A dare le basi al buzz marketing è il fatto se il pubblico può fidarsi o meno di un brand ha sempre una cerchia di fiducia. Con le chiacchiere, il buzz appunto, l’azienda riesce a invadere anche questa sfera privata della sua clientela. Gli amici o i parenti stretti come fratelli e cugini sono i consiglieri preferiti anche per i prodotti da acquistare.
Un esempio del potere che può avere questa sfumatura di marketing la si può osservare, anche se in negativo, con le società di MLM. Questo acronimo sta per multi-level marketing e un esempio è la ben nota Herbalife. Questo tipo di compagnie fattura proprio grazie alle voci che girano fra i contatti personali dei collaboratori
Caratteristiche adatte al buzz
Per costruire dei contenuti e delle idee adatte al Buzz marketing a volte serve davvero un accurato studio a livello di promozione del brand. Prima di tutto occorre che si tratti di idee “fresche“, innovative e diverse dalle proposte della concorrenza. Un concetto troppo simile a un altro brand metterebbe anzi questo primo piano a discapito del proprio.
Non basta questo naturalmente. Un altro aspetto essenziale per innescare il passaparola è l’attualità. C’è una leggera sfumatura infatti tra idea fresca e attuale. Una novità per quanto interessante può apparire inutile nel contesto errato. Inserire invece quella che pare una soluzione a un tema caldo è perfetto per una rapida diffusione.
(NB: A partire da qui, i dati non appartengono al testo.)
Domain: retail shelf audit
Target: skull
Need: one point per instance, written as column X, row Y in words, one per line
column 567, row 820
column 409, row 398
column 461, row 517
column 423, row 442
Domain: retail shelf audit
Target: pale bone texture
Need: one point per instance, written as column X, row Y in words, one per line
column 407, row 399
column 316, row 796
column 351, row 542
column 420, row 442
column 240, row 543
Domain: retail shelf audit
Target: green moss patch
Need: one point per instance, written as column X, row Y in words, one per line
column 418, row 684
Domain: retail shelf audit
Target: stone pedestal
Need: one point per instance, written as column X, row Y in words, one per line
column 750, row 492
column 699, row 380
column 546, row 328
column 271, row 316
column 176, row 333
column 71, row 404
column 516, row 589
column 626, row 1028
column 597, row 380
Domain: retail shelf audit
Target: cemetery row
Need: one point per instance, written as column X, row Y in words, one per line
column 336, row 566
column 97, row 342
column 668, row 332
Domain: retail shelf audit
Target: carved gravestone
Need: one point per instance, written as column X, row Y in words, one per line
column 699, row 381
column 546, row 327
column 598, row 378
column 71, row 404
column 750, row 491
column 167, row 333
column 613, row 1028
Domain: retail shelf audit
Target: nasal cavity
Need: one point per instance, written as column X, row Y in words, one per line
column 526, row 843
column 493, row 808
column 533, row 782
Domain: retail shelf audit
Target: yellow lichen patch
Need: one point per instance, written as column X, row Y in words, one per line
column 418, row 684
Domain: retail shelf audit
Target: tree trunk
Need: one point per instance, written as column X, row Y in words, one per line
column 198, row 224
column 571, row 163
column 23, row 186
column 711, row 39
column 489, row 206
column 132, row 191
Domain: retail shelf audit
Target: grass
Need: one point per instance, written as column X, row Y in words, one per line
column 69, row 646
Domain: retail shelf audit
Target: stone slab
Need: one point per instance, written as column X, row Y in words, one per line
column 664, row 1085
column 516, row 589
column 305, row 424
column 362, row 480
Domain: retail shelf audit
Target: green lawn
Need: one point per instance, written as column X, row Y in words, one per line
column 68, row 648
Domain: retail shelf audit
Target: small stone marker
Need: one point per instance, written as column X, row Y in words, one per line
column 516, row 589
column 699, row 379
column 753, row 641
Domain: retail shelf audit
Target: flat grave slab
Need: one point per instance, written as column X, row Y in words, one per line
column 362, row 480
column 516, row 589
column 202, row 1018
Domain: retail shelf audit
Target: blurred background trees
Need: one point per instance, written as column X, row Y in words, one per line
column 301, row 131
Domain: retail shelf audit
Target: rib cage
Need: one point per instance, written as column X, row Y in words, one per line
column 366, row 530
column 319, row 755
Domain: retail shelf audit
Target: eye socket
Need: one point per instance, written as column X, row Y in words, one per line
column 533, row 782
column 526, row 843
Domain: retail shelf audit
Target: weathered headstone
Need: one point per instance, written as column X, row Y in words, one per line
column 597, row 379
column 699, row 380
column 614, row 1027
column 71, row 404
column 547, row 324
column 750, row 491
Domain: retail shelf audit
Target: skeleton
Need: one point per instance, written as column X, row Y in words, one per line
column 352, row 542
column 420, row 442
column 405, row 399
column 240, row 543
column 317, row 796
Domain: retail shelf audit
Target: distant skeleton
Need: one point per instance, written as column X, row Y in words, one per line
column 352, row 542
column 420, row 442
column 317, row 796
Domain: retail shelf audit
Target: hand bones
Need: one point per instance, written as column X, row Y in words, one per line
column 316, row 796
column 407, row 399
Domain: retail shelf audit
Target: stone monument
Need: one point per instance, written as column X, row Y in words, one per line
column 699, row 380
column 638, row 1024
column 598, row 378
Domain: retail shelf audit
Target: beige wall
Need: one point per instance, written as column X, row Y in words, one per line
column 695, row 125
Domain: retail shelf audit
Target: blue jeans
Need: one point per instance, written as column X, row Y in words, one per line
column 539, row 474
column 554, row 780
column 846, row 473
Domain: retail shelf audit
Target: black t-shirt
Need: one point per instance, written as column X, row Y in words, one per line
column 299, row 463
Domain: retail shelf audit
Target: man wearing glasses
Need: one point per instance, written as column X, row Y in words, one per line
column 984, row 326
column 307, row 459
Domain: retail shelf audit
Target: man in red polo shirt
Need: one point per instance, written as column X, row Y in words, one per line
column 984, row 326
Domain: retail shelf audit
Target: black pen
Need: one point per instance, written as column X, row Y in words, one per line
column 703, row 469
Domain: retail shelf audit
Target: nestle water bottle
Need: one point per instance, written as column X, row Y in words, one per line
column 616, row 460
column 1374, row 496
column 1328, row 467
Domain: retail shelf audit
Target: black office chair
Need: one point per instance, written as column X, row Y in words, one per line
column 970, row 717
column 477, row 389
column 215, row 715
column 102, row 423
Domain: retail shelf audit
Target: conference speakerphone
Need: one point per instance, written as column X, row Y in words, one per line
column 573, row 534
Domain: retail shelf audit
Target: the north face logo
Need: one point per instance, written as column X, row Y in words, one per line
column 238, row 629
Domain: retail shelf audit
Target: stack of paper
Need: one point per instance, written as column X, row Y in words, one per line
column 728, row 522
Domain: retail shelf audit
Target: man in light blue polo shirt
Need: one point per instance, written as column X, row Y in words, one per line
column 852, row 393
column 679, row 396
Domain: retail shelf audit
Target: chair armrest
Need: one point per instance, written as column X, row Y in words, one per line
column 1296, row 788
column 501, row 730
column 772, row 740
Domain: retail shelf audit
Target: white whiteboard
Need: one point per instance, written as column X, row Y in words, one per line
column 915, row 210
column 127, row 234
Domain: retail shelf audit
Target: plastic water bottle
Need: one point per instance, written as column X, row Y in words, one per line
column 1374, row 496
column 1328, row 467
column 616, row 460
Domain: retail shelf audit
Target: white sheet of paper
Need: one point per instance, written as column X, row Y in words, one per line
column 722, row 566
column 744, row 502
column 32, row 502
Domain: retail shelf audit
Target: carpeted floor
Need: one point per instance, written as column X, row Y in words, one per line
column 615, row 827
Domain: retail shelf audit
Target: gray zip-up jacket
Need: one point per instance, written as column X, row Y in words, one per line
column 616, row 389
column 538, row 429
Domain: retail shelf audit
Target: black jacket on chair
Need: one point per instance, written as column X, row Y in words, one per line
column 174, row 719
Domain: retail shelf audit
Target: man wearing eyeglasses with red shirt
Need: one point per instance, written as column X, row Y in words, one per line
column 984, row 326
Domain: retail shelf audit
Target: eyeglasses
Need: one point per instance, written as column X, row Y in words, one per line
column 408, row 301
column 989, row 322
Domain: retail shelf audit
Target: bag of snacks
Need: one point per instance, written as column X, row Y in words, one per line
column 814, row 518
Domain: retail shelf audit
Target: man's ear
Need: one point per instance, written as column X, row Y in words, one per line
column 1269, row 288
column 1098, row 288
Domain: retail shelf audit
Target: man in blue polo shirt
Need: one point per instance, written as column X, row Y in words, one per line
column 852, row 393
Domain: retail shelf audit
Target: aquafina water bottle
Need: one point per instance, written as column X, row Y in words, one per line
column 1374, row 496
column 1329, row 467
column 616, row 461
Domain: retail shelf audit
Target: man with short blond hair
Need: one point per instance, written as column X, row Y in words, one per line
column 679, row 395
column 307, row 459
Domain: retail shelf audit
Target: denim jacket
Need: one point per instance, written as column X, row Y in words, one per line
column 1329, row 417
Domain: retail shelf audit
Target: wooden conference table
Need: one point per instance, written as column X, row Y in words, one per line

Il Buzz marketing però basandosi sulle chiacchiere deve scegliere contenuti facili da capire e da condividere. Si parla solitamente di shareability , della capacitò di innescare un dibattito in parole povere. Per ottimizzare questo aspetto è meglio affidarsi alle immagini, ben costruite per veicolare un messaggio o una sensazione positiva.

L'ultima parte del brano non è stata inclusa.